Study of scale controlling factors of of marine boundary layer mesoscale cells observed from AMSR-E using wavelet analysis
Abstract
Marine boundary layer (MBL) clouds tend to organize into closed or open mesoscale cellular convection (MCC) with cell sizes greater than 10 km. A conventional way of quantifying the MCC scale uses the Fourier transform of cloud water path (CWP). This approach works well for cells with uniform scales in space. However, the MBL cloud scales typically violate the uniform assumption.
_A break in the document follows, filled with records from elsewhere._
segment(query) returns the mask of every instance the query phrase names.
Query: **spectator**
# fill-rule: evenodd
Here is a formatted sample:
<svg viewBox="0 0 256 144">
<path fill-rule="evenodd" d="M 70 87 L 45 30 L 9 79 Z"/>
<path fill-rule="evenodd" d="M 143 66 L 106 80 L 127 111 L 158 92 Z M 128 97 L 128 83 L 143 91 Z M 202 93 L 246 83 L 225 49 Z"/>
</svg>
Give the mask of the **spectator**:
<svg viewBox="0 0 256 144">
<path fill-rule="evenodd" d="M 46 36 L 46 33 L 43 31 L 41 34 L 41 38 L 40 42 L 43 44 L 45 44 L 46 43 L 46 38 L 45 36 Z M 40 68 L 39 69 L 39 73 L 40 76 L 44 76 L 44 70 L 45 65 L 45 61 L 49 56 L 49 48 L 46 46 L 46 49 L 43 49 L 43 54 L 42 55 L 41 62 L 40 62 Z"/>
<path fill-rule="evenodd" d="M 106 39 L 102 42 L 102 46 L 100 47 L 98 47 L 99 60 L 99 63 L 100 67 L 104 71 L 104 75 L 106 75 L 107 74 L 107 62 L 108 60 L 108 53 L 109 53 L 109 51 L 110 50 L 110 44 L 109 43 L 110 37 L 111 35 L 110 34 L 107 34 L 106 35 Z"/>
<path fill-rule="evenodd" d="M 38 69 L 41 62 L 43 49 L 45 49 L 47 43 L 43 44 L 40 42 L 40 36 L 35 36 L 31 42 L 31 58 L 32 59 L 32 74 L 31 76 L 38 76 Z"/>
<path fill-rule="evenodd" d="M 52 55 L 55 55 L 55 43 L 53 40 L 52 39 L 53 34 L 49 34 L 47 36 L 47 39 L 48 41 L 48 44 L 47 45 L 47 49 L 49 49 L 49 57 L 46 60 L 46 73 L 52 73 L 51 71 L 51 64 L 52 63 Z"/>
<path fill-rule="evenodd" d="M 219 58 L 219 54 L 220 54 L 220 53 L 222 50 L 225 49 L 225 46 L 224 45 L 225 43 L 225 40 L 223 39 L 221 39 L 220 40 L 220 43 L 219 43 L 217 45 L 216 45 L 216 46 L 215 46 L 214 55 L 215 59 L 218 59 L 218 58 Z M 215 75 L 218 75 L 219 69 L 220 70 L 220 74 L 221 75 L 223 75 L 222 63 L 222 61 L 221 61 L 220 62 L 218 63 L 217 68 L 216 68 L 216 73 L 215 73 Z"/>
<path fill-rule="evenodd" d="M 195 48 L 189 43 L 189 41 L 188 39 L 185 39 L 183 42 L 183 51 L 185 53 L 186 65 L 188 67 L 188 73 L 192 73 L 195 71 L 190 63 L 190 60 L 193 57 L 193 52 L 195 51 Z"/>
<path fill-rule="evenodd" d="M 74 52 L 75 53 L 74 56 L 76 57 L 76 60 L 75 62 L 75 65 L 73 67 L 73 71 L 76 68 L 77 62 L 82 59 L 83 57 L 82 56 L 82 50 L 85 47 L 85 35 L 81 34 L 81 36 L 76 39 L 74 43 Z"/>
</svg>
Under this circumstance, the Fourier analysis only returns a multi-frequency spectrum while is incapable of identifying the respective scales in the spatial domain without proper windowing. Here we apply wavelet analysis to passive microwave retrievals of CWP from AMSR-E (~10 km resolution) and a machine-learning classification of cell type to calculate the local scale of open and closed MCC. We bring in AMSR-E retrieved water vapor path and precipitation to obtain composite cell structures.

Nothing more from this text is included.